Non sapeva che cosa fosse un film. Lui era un eroe, un guerriero. Non era un filosofo o un attore teatrale di tragedie. Doveva trovare il modo di fare ritorno sull’isola del Mare Egeo dove Ila e gli Argonauti lo attendevano. Si guardò intorno. Nell’oscurità della via dove si stava muovendo silenziosamente come un leopardo, vide occhi di brace che scintillavano. Alzò istintivamente la clava per difendersi. Tre lupi argentei si fecero avanti nella sua direzione. Quando furono più vicini, si preparò all’attacco. La clava roteò con un movimento elegante e preciso nell’aria, e colpì il cranio della belva più vicina, sfondandolo in uno schizzo di sangue e cervella.

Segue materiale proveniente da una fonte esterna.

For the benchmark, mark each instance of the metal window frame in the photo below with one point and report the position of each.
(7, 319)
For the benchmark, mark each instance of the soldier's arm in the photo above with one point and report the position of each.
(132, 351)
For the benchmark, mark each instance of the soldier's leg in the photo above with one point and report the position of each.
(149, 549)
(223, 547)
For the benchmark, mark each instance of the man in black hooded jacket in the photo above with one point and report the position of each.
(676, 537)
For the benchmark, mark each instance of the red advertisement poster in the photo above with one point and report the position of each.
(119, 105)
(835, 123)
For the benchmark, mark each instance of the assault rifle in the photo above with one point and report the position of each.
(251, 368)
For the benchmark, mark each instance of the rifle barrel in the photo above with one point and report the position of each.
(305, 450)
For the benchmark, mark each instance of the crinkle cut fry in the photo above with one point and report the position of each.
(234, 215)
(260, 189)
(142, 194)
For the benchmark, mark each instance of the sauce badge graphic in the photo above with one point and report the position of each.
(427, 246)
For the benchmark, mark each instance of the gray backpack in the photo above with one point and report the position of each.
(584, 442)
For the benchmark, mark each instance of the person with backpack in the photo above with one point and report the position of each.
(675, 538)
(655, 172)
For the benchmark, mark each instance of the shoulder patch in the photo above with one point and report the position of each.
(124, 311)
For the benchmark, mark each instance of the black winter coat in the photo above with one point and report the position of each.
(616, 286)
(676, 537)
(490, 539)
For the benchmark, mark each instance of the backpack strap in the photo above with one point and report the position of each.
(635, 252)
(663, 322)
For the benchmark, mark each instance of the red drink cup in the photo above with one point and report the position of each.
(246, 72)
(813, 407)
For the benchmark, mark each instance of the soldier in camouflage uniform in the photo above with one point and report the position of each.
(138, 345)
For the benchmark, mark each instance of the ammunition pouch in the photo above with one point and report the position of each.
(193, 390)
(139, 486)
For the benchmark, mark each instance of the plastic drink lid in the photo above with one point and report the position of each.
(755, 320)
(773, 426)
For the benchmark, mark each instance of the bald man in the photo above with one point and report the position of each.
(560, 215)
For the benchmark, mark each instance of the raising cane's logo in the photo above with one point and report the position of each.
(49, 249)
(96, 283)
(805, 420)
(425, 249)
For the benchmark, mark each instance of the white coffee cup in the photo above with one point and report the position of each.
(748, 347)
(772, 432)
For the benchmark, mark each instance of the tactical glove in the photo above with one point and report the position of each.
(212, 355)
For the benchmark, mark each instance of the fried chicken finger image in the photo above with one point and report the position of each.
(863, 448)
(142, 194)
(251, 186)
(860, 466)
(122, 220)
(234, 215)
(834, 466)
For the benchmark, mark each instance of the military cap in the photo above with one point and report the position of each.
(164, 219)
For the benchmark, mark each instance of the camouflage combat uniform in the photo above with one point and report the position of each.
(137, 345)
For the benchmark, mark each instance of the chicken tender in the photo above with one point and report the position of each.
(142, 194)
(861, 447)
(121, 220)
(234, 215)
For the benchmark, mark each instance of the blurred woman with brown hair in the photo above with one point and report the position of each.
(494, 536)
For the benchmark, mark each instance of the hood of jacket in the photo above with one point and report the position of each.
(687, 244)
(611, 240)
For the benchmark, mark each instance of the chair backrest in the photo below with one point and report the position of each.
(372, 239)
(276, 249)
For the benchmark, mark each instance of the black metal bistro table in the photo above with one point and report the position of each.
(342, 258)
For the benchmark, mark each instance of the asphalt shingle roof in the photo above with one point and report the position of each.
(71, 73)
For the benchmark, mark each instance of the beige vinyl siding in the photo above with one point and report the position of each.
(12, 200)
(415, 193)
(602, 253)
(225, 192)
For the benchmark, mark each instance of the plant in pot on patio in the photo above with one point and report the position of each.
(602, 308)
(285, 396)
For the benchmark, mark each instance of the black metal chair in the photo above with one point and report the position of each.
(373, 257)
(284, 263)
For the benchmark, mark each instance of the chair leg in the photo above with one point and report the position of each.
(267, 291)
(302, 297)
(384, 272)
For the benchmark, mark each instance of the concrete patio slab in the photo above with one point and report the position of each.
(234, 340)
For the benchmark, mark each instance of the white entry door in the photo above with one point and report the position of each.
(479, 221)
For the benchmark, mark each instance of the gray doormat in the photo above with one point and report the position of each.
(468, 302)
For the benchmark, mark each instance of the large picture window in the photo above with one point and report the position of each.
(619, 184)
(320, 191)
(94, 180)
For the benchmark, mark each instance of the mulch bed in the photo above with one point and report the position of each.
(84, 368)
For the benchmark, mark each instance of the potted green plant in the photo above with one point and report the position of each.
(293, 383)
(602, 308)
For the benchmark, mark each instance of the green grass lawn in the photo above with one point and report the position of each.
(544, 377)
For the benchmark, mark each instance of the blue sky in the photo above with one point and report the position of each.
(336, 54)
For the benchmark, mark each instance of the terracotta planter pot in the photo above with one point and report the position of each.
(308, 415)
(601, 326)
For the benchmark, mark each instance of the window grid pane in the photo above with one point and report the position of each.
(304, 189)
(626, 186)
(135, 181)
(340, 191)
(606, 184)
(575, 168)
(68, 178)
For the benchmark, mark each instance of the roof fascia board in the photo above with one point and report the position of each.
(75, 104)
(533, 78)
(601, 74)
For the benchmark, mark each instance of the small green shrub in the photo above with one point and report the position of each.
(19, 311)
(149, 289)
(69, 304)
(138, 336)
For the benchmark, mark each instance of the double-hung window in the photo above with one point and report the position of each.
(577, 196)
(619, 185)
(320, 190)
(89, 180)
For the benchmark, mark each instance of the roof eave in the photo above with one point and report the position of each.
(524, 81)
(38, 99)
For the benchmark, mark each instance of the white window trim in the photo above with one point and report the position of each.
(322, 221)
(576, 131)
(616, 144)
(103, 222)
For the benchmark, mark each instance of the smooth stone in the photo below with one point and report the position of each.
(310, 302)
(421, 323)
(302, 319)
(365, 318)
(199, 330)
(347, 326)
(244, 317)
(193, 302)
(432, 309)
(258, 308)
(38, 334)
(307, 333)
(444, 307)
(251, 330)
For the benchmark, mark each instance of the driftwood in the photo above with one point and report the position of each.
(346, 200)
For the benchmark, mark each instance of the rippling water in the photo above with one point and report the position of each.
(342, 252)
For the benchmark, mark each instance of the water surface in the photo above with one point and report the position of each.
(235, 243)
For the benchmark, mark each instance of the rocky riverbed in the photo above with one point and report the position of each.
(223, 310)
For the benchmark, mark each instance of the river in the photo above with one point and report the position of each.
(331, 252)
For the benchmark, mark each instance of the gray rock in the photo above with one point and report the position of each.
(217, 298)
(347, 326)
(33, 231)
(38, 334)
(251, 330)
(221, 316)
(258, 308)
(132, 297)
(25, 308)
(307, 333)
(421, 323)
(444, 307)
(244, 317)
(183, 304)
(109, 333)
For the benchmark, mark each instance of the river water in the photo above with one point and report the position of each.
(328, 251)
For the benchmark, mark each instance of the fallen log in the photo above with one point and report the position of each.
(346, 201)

Portò a termine con efficienza la sua fatica, uccidendo anche gli altri due lupi che tentarono invano di assalirlo. Alla fine dello scontro, tre cadaveri giacevano ai suoi piedi. Sogghignò.

Proseguì la sua esplorazione dello strano corridoio artificiale nel quale era sbucato. In fondo, sulla destra una insegna al neon rossa fiammeggiava a intermittenza nella notte.

È il nostro albergo, Ercole. Disse lo straniero che albergava nella sua mente. Si chiama Nazionale. Domani avremo una dura giornata di lavoro. La produzione vuole che leggiamo il nuovo copione. E che firmiamo il contratto per il nuovo film il prima possibile. Andiamo a letto. Dobbiamo riposare. È tardi.

Ercole si fidò di Steve Reeves (Che nome strano! Pensò).

Entrarono nell’atrio dell’Hotel. Presero la chiave della stanza.

Il ragazzo guardò Steve in modo strano, ma pensò che stesse indossando il costume promozionale del film. Salirono per le scale. Non si fidò a fare entrare Ercole in ascensore. Era uno shock culturale che avrebbe potuto creare una reazione imprevedibile nel semidio. Una volta entrati nella stanza, chiusero a chiave la porta, lasciandosi all’esterno lo strano mondo della Roma del 1958.

Ercole era sconcertato. E avrebbe dovuto continuare a fidarsi di quel misterioso Steve Reeves per trovare il modo di fare ritorno alla nave degli Argonauti. I suoi compagni di viaggio lo attendevano. Dovevano portare a termine la ricerca del Vello d’Oro.